Себерени молча опустил веки. Не посмел возразить.

— Благодарю покорно, — отозвался, помедлив, Кути, — но я вовсе не претендую на такую честь. Предпочитаю остаться просто поэтом милостью божьей. Мне не нужно призрачных титулов. У меня есть имя, и мне этого совершенно достаточно.

— Nomen est omen,[37] — примирительно заметил Бальдур, уловив в интонациях Лайоша Кути непонятное раздражение.

«Им тоже не по дороге друг с другом, — подумал иезуит, — разве что до ближайшего поворота».

После скромного, но плотного обеда, состоявшего из куриного бульона, обжаренной в кипящем масле балатонской рыбы и непременного салата, гости разошлись по своим комнатам часик-другой передохнуть перед дальней дорогой. Как-никак, дилижанс тащился до Пешта семь, а то и восемь часов.

Когда вещи были уложены и на империале закрепили корзину с дюжиной отборных бутылок бадачоньского рислинга — подарок хозяина, провинциал отозвал Кути для приватной беседы.

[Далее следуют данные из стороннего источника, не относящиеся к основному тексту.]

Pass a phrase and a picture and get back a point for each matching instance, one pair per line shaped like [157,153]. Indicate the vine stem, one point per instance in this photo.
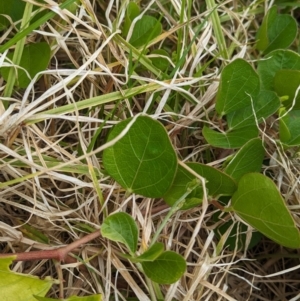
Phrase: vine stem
[58,254]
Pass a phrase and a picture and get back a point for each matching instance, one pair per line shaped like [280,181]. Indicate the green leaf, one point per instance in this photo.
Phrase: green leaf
[166,269]
[286,82]
[20,287]
[145,30]
[72,298]
[122,228]
[218,183]
[273,62]
[13,8]
[276,32]
[152,253]
[258,202]
[289,130]
[239,82]
[231,139]
[143,161]
[264,105]
[248,159]
[35,58]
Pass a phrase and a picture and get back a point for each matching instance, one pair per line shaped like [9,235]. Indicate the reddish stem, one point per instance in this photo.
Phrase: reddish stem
[58,254]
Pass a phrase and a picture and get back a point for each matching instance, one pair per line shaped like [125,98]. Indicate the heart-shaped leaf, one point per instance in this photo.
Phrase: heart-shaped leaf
[276,31]
[166,269]
[239,82]
[286,83]
[20,287]
[122,228]
[143,161]
[259,203]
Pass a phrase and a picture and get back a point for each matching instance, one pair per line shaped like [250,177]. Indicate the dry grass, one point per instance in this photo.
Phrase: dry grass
[46,165]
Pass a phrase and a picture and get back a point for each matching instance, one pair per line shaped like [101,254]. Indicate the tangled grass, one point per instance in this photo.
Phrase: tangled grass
[53,188]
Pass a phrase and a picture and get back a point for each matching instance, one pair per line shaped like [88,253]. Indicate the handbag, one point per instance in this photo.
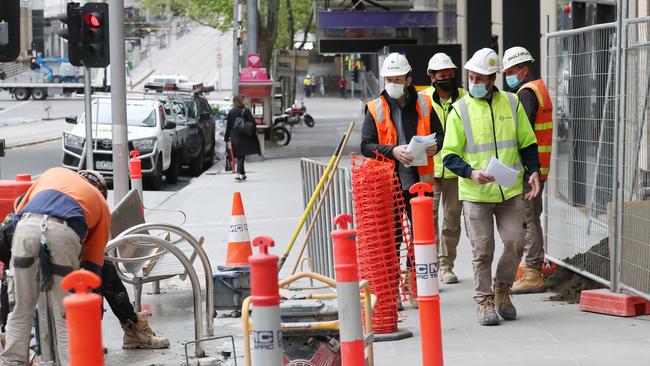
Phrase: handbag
[244,126]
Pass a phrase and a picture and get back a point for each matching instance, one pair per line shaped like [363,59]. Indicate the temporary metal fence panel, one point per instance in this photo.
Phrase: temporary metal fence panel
[635,180]
[338,200]
[580,78]
[594,147]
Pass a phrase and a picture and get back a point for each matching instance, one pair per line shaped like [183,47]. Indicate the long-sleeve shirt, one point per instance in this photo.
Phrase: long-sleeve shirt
[405,117]
[528,154]
[66,195]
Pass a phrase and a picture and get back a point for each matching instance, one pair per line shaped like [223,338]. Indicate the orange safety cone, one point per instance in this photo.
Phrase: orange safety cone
[83,312]
[239,242]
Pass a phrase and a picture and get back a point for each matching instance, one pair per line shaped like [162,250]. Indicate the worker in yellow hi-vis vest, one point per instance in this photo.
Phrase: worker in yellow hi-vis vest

— Значит, так, мой дорогой. — В последний раз раскланявшись с Себерени, который поставил башмак на подножку и, скучая, покусывал травинку, Бальдур взял поэта под локоток и увлек к колодцу, осененному фигурой святого Медарда, покровителя здешних мест. — Иллюстрации к французскому переводу ваших изящных творений заказаны лучшему парижскому графику. Надеюсь, вы останетесь довольны, но это к слову. Я, собственно, совсем о другом, — он сосредоточенно замолк, словно что-то припоминая, и, вдруг спохватившись, беззаботно пояснил: — Я вновь решился обеспокоить вас небольшой просьбой. На ваше имя будет открыт небольшой счет, которым вы вольны распорядиться по собственному разумению…

— Нет, — твердо сказал Кути. — Это уж никак невозможно.

— Видите ли, дорогой друг, мне самому не совсем удобно вступать в непосредственные отношения с господином Себерени, но я считаю своим долгом поддержать его, ну, скажем так, некоторые патриотические начинания.

— Весь этот бред насчет крови и почвы?

— Не совсем… — ушел от прямого вопроса иезуит.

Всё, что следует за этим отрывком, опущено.